Question

If \( \alpha + i\beta \) and \( \gamma + i\delta \) are the roots of the equation \( x^2 - (3-2i)x - (2i-2) = 0 \), \( i = \sqrt{-1} \), then \( \alpha\gamma + \beta\delta \) is equal to:

• A. 6
• B. 2
• C. -2
• D. -6

Hint:

For complex roots, use the quadratic formula to find the roots and compute products directly.

Answer 1

The Correct Option is B

The quadratic equation \( x^2 - (3-2i)x - (2i-2) = 0 \) is solved using the quadratic formula.
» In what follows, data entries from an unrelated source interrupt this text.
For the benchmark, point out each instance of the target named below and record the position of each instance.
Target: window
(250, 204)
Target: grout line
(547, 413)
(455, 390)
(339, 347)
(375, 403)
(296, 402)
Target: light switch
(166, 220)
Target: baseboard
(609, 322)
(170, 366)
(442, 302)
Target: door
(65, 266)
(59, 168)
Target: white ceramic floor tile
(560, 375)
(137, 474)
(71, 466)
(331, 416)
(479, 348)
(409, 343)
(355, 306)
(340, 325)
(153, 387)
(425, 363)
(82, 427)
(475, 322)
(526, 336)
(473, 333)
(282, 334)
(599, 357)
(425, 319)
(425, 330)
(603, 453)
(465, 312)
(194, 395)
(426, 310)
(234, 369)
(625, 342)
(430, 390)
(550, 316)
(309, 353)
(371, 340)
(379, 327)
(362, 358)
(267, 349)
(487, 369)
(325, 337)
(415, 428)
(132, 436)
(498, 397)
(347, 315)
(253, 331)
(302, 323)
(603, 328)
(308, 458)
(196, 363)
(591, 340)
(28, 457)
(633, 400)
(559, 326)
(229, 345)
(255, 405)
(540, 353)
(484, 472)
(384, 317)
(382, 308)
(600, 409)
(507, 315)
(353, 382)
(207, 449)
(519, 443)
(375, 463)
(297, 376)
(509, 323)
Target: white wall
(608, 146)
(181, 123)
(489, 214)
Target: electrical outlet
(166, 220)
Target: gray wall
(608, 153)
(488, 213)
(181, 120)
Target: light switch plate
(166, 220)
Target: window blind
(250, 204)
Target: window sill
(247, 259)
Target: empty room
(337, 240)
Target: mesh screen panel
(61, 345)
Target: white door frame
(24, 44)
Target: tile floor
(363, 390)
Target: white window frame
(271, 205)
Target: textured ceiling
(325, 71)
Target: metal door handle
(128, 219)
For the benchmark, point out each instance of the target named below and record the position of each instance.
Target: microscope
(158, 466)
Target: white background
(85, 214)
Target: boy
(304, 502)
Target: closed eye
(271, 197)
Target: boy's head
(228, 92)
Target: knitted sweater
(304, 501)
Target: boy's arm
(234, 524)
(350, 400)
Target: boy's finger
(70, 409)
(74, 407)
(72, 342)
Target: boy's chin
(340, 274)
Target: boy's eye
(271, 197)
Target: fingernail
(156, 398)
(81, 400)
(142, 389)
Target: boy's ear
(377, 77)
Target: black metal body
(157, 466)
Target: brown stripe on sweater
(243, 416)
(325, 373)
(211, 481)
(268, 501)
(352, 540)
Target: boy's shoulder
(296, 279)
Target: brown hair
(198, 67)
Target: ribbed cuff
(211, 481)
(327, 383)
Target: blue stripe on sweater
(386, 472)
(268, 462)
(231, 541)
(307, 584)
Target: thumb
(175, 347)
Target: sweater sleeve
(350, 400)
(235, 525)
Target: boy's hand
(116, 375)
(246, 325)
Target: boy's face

The equation is: \[ x^2 - (3 - 2i) x - (2i - 2) = 0 \] Applying the quadratic formula: \[ x = \frac{(3 - 2i) \pm \sqrt{(3 - 2i)^2 - 4(1)(-(2i - 2))}}{2(1)} \] Simplifying the expression under the square root: \[ = \frac{(3 - 2i) \pm \sqrt{9 - 4i^2 - 4(1)(-2i + 2)}}{2} \] \[ = \frac{3 - 2i \pm \sqrt{9 - 4(-1) - 12i + 8i - 8}}{2} \] \[ = \frac{3 - 2i \pm \sqrt{-3 - 4i}}{2} \] The expression \( \sqrt{-3 - 4i} \) can be simplified, leading to: \[ = 3 - 2i \pm \sqrt{(1)^2 + (2i)^2 - 2(1)(2i)} \] \[ = 3 - 2i \pm (1)^{2} + (2i)^{2} - 2(1)(2i) \] The solutions are: \[ = 2 - 2i \text{ or } 1 + 0i \] Therefore, the product of the roots \( \alpha \beta = 2(1) \cdot (-2)(0) = 2 \).